The global trend of worsening inequality will only be reversed if we can prevent economic elites from hijacking government policy
Almost half of the world’s wealth is owned by the richest one per cent. The wealthiest one per cent have amassed $110 trillion (Bt3.3 quadrillion), which is 65 times the total wealth of the poorest half of the globe’s population.
These figures were published in an Oxfam report, “Working for the Few: Political Capture and Economic Inequality”, released on Monday ahead of the World Economic Forum being held in Davos, Switzerland.
The international charity revealed that half of the planet’s population – about 3.5 billion people –possess less wealth collectively than the 85 richest people in the world, who boast a combined worth of $1.7 trillion.
This concentration of wealth in the hands of a few is a phenomenon common to both developed and developing countries, says Oxfam, which has raised the alarm over the growing problem of inequality.
Oxfam also warns that wealth influences governments to bend the rules in favour of the rich. With checks and balances weakened, political institutions are undermined and governments overwhelmingly serve the interests of economic elite, to the detriment of ordinary people. “Unless bold political solutions are instituted to curb the influence of wealth on politics, governments will work for the interests of the rich, while economic and political inequalities continue to rise,” the charity says.

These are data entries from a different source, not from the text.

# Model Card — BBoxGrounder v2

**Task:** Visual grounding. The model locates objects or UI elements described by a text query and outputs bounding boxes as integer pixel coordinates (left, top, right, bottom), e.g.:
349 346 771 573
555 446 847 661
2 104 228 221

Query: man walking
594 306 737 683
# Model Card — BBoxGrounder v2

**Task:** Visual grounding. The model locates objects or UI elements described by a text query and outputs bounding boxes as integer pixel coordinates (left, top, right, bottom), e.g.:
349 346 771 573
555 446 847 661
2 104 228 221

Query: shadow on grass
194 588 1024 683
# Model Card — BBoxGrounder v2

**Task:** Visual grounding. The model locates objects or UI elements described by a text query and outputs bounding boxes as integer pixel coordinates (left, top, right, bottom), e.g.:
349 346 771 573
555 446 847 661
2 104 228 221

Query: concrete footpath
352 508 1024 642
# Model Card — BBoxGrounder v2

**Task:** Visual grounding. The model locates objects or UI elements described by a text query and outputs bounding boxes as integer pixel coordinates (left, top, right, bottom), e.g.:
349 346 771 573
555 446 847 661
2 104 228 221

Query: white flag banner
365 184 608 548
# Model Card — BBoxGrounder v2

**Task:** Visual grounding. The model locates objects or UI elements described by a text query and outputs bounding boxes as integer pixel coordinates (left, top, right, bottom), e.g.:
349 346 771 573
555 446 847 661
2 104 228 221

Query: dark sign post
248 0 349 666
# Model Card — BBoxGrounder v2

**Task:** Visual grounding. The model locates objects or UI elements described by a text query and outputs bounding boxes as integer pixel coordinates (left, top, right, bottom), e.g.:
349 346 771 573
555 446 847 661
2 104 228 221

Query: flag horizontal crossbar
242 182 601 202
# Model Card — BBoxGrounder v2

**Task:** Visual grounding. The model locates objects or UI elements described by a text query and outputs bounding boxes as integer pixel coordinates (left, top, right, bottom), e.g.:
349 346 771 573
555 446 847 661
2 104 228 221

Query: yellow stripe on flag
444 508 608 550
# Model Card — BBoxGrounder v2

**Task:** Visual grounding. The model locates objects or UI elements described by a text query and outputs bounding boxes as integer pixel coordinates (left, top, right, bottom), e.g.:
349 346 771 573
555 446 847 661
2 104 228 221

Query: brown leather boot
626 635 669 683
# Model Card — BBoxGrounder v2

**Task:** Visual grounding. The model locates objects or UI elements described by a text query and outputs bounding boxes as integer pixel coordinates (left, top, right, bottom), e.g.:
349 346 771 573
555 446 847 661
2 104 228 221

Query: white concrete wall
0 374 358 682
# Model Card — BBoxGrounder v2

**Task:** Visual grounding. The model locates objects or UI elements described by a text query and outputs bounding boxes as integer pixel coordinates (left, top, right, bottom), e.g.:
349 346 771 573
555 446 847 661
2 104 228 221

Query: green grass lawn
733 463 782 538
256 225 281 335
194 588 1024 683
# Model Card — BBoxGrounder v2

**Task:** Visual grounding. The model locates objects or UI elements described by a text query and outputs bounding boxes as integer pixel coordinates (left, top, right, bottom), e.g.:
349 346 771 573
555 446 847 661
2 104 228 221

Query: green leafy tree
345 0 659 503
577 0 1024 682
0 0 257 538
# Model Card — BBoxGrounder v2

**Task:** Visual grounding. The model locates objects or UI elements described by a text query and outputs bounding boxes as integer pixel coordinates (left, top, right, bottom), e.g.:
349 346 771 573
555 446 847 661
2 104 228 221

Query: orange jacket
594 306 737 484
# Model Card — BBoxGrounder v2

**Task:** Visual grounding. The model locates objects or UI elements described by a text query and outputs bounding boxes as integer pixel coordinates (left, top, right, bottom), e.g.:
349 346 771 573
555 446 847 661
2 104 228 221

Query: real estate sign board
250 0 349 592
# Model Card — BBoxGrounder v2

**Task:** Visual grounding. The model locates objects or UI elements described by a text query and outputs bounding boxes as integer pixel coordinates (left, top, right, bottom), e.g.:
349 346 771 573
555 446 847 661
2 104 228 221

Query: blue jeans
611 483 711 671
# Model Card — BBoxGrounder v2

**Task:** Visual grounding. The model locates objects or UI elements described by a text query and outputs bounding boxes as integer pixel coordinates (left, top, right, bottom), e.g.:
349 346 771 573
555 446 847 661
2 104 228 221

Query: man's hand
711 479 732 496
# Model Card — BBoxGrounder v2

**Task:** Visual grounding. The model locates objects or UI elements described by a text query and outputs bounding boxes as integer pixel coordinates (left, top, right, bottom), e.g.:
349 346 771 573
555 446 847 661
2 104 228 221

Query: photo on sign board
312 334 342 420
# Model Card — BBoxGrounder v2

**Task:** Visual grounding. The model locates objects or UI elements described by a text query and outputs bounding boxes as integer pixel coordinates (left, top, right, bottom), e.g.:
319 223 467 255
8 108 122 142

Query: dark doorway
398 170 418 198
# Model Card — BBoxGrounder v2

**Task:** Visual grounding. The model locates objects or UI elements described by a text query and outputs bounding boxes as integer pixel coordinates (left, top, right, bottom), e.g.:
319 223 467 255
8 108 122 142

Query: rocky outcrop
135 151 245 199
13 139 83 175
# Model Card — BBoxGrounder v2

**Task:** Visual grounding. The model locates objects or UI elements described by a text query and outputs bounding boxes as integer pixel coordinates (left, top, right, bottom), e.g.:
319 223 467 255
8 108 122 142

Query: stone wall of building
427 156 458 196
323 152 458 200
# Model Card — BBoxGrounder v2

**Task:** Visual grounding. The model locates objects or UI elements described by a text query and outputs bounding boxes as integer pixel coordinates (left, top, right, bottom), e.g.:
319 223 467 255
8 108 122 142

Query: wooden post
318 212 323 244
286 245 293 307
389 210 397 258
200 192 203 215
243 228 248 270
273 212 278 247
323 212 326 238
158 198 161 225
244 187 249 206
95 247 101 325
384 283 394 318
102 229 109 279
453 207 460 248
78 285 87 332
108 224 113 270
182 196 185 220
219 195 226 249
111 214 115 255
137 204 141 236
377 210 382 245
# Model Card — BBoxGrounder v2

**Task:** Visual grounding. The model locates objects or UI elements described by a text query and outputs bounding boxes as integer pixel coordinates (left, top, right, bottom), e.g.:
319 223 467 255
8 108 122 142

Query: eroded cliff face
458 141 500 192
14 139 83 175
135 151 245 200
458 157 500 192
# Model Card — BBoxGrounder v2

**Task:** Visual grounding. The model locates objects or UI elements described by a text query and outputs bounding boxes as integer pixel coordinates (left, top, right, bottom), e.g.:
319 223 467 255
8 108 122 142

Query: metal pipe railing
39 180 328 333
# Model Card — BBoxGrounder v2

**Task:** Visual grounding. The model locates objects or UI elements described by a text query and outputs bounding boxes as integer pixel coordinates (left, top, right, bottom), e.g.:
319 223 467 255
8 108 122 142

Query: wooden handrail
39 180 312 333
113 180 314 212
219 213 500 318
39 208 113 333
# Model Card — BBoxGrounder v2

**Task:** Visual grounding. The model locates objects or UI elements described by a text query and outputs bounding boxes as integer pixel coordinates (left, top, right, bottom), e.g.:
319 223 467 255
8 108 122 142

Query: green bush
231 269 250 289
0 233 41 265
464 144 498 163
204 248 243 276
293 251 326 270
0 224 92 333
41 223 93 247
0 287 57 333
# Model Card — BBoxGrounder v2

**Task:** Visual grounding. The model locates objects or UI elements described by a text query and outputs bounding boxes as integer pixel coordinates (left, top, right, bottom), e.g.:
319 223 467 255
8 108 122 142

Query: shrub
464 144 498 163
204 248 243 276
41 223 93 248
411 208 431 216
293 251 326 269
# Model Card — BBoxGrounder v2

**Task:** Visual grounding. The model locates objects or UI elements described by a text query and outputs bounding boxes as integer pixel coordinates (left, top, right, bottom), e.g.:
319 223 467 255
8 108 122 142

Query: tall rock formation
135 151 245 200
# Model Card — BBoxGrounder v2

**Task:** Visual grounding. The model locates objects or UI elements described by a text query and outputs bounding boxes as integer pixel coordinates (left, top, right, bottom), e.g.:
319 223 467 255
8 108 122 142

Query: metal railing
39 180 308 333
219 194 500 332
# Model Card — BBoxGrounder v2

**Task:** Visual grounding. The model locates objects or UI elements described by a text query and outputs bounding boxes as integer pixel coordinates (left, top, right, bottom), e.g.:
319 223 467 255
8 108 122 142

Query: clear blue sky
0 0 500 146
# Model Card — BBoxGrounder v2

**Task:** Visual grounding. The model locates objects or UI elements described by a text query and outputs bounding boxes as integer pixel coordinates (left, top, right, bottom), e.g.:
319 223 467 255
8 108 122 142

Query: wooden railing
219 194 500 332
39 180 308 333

But across the globe there is a growing public awareness of this “power grab”, it adds. In surveys conducted for Oxfam, most respondents believe that laws are skewed in favour of the rich.
In Thailand the problem is severe. Here, the super-rich have not just attempted to influence policy but have become politicians themselves and even launched their own parties.
We cannot expect a government whose policy-making is in thrall to the wealthiest in our society to sincerely serve the interests of our poorest people. Rich politicians and the lawmakers under their influence are unlikely to pass legislation that damages their or their associates’ business interests or wealth status. With such people in power, there is very little chance that Thailand will change the law to bring fairer taxes to bear on rich landowners or large inheritances.
Voters are lured by politicians’ promises, such as higher rice prices for farmers and increased wages for workers, but they often end up disappointed. While rice millers and exporters are making big profits from the government’s price-pledging scheme, farmers have not been paid for the rice they sold to the government under the programme. Meanwhile business operators and factory owners are enjoying higher profits and reduced corporate tax, but their workers are having to deal with higher living costs that the minimum-wage rise does not cover.
But with such disappointments comes the hope that voters will learn to spurn sham offers of financial gain, and be more sensitive to the presence of self-serving and corrupt politicians. A stronger civil society can help push for progressive taxation on wealth and high incomes, in addition to curbing the influence of the rich on political processes and policies.
A group of American multi-billionaires – including Microsoft co-founder Bill Gates, investment guru Warren Buffett and Facebook founder Mark Zuckerberg – has pledged to offer half of their wealth to charity. We in Thailand might not expect such generosity from our wealthy people. What we can hope for instead is that richer Thais agree to a system that shares wealth more equitably, one in which politicians are also prevented from helping themselves to taxpayers’ money.